People are racing to push math reasoning performance in
#LLMs—but have we really asked why? The common assumption is that improving math reasoning should transfer to broader capabilities in other domains. But is that actually true?
In our study (
arxiv.org/pdf/2507.00432), we evaluated over 20 open-weight reasoning models and found that:
➡️Only models trained with RL exhibit broad transfer of math reasoning skills to other tasks.
➡️Models trained with SFT show limited or no transfer—especially to non-reasoning domains.
To quantify this, we introduce the Transferability Index (TI), which measures how much gain in math could transfer to others. A positive score indicates effective transfer; a negative one suggests loss of general capability.
We evaluate the models on three benchmark categories:
- Math reasoning: MATH-500, AIME24/25, Olympiad
- Other reasoning: GPQA-D (Science), LiveCodeBench2 (Code), ACPBench (Agent Planning), HeadQA (Medical)
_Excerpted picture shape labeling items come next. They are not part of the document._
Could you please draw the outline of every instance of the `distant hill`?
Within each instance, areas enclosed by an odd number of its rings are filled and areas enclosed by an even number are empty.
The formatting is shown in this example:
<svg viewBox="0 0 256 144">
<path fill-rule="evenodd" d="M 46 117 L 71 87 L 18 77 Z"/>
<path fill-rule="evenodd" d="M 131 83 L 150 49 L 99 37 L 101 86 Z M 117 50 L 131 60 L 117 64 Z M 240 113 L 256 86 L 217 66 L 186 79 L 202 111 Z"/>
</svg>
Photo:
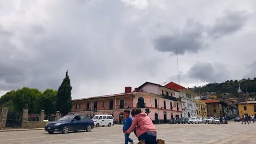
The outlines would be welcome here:
<svg viewBox="0 0 256 144">
<path fill-rule="evenodd" d="M 243 93 L 256 93 L 256 77 L 251 80 L 243 79 L 239 81 L 240 88 Z M 199 93 L 200 92 L 216 92 L 217 94 L 223 93 L 237 94 L 238 82 L 237 80 L 228 80 L 222 83 L 208 83 L 202 87 L 195 87 L 190 88 L 193 91 Z M 251 95 L 251 94 L 250 94 Z"/>
</svg>

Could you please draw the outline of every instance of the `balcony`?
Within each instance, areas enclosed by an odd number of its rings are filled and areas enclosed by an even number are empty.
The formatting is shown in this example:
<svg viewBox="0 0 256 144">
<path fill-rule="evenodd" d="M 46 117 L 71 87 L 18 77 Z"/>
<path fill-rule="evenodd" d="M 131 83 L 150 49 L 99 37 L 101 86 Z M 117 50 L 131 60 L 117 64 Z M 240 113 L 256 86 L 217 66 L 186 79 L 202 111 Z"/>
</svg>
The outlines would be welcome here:
<svg viewBox="0 0 256 144">
<path fill-rule="evenodd" d="M 177 98 L 172 96 L 167 95 L 164 94 L 161 94 L 161 95 L 162 95 L 162 96 L 163 96 L 165 99 L 170 99 L 171 100 L 177 101 Z"/>
</svg>

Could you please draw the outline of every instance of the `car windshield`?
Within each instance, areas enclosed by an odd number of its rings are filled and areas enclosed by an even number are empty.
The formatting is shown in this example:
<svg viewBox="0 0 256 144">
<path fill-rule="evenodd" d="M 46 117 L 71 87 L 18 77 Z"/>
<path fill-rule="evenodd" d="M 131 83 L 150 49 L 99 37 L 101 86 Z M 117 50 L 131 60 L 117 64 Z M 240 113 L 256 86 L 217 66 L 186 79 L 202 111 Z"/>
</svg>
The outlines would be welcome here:
<svg viewBox="0 0 256 144">
<path fill-rule="evenodd" d="M 59 121 L 69 121 L 71 120 L 73 117 L 74 117 L 74 116 L 66 116 L 59 119 Z"/>
<path fill-rule="evenodd" d="M 94 116 L 94 117 L 93 117 L 91 119 L 98 119 L 99 117 L 100 116 Z"/>
</svg>

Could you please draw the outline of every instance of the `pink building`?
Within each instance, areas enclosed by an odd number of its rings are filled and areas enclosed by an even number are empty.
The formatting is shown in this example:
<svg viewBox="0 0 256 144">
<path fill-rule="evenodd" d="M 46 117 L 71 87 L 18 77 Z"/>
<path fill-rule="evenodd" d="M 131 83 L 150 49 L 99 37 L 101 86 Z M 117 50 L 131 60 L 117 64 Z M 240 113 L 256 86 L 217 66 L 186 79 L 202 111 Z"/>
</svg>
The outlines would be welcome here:
<svg viewBox="0 0 256 144">
<path fill-rule="evenodd" d="M 181 117 L 182 113 L 182 102 L 175 97 L 143 92 L 139 87 L 132 92 L 131 87 L 126 87 L 124 93 L 75 99 L 73 102 L 72 111 L 74 113 L 89 117 L 110 114 L 116 124 L 121 123 L 125 109 L 131 111 L 139 107 L 145 111 L 145 109 L 149 109 L 148 116 L 155 123 L 168 123 L 171 118 Z"/>
</svg>

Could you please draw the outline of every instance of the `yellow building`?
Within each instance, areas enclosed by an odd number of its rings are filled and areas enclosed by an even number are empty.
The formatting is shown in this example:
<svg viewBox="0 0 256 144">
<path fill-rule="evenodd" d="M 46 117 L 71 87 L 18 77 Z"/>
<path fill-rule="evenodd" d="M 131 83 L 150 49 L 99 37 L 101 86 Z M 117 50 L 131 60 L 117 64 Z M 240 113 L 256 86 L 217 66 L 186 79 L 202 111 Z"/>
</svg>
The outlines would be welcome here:
<svg viewBox="0 0 256 144">
<path fill-rule="evenodd" d="M 256 116 L 256 101 L 247 101 L 246 102 L 237 104 L 239 116 L 242 117 L 242 115 Z"/>
<path fill-rule="evenodd" d="M 196 99 L 196 107 L 197 107 L 197 110 L 196 110 L 197 117 L 207 117 L 206 104 L 200 99 Z"/>
</svg>

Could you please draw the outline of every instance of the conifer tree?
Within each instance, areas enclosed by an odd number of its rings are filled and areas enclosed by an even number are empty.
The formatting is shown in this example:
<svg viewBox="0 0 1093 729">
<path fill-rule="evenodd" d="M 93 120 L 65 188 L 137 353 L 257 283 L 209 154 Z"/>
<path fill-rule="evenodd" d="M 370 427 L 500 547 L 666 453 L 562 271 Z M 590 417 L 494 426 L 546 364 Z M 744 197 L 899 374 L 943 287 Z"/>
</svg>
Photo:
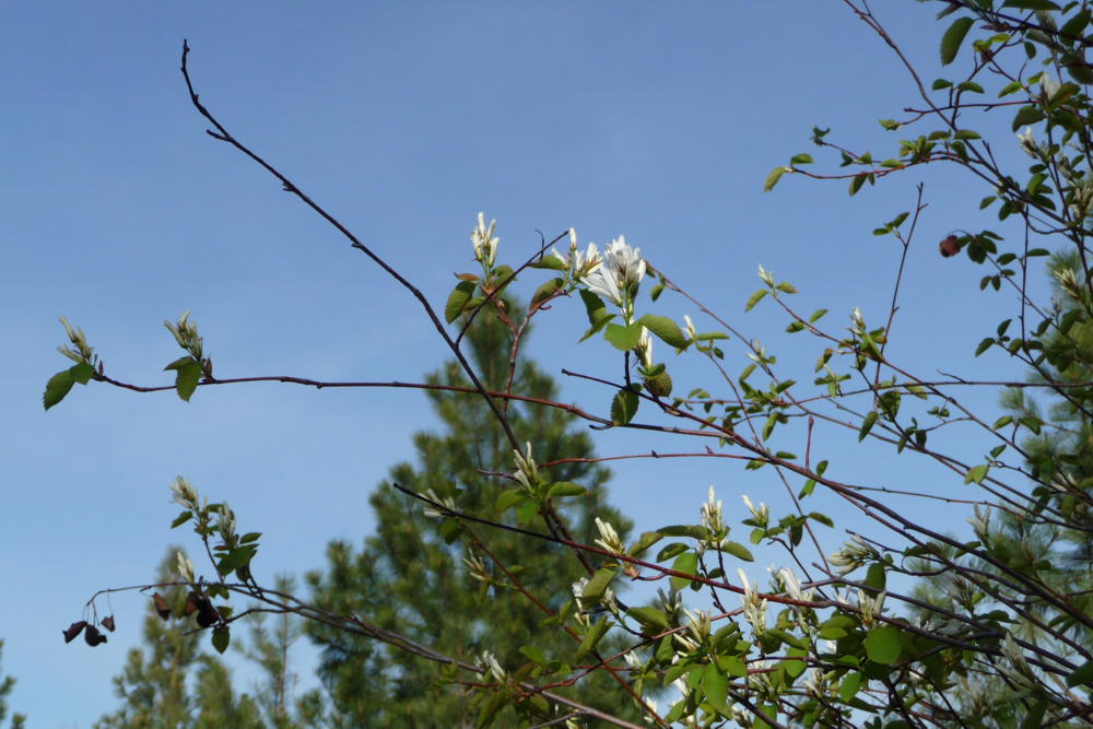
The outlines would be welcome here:
<svg viewBox="0 0 1093 729">
<path fill-rule="evenodd" d="M 168 549 L 156 583 L 176 579 L 177 550 Z M 203 634 L 192 632 L 192 620 L 178 619 L 186 600 L 184 587 L 160 593 L 172 608 L 164 621 L 149 601 L 144 618 L 144 646 L 129 651 L 125 668 L 114 678 L 121 706 L 101 718 L 101 729 L 260 729 L 265 725 L 255 701 L 236 695 L 223 661 L 201 649 Z M 190 683 L 192 680 L 192 690 Z"/>
<path fill-rule="evenodd" d="M 519 320 L 512 303 L 506 309 Z M 526 334 L 524 337 L 526 344 Z M 509 376 L 512 333 L 494 314 L 482 313 L 468 331 L 468 358 L 485 387 L 505 390 Z M 513 391 L 555 399 L 554 380 L 526 358 L 515 371 Z M 435 385 L 466 386 L 455 362 L 428 376 Z M 480 397 L 430 390 L 430 401 L 443 424 L 442 432 L 414 436 L 418 463 L 399 463 L 390 481 L 414 492 L 432 492 L 455 499 L 461 512 L 514 524 L 520 515 L 502 515 L 497 497 L 513 486 L 497 477 L 513 470 L 513 448 Z M 623 536 L 630 529 L 614 509 L 606 505 L 607 469 L 583 460 L 592 456 L 588 436 L 577 431 L 573 418 L 557 409 L 509 402 L 507 414 L 518 438 L 536 445 L 540 463 L 565 460 L 551 467 L 555 481 L 578 483 L 587 489 L 579 506 L 568 507 L 565 519 L 574 538 L 591 543 L 599 537 L 595 519 L 611 522 Z M 534 646 L 548 657 L 567 658 L 577 645 L 556 628 L 543 628 L 548 615 L 519 590 L 506 587 L 489 554 L 456 534 L 438 529 L 435 518 L 421 505 L 383 483 L 371 498 L 376 533 L 361 549 L 343 541 L 329 545 L 329 564 L 308 576 L 318 604 L 338 613 L 354 613 L 381 627 L 397 631 L 431 648 L 481 663 L 482 651 L 491 651 L 512 670 L 528 659 L 524 646 Z M 530 521 L 532 514 L 524 515 Z M 450 521 L 448 522 L 450 525 Z M 453 525 L 454 526 L 454 525 Z M 472 528 L 473 531 L 473 528 Z M 477 537 L 490 554 L 504 564 L 531 595 L 543 597 L 557 610 L 559 593 L 569 595 L 571 585 L 587 574 L 579 563 L 564 557 L 561 548 L 545 541 L 497 530 Z M 446 539 L 445 537 L 448 537 Z M 477 580 L 479 572 L 492 575 L 492 584 Z M 548 621 L 549 624 L 549 621 Z M 324 625 L 308 626 L 322 647 L 321 677 L 330 692 L 337 726 L 352 727 L 458 727 L 473 725 L 478 710 L 471 695 L 458 686 L 438 689 L 438 669 L 403 651 L 354 637 Z M 610 655 L 612 642 L 601 648 Z M 618 686 L 602 684 L 597 675 L 571 692 L 583 703 L 608 708 L 616 716 L 636 717 L 632 702 Z M 564 691 L 564 690 L 563 690 Z M 507 726 L 504 718 L 498 726 Z M 512 725 L 515 726 L 515 725 Z"/>
</svg>

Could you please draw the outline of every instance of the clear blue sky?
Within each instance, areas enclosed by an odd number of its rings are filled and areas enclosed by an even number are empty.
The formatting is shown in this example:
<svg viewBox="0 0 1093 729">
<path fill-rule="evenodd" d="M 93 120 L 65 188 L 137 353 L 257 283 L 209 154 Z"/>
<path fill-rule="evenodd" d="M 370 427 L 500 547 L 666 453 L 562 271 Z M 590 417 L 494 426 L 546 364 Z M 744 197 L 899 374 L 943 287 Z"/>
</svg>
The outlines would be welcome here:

- Non-reasoning: CoQA (Conversational QA), IFEval (Instruction Following), HalluEval (Hallucination), MC-TACO (Commonsense)
Our findings challenge the blind pursuit of leaderboard performance in math reasoning via SFT. Simply creating more math-like SFT data may inadvertently harm a model’s broader generalization. Instead, RL appears to be key for truly transferable reasoning development.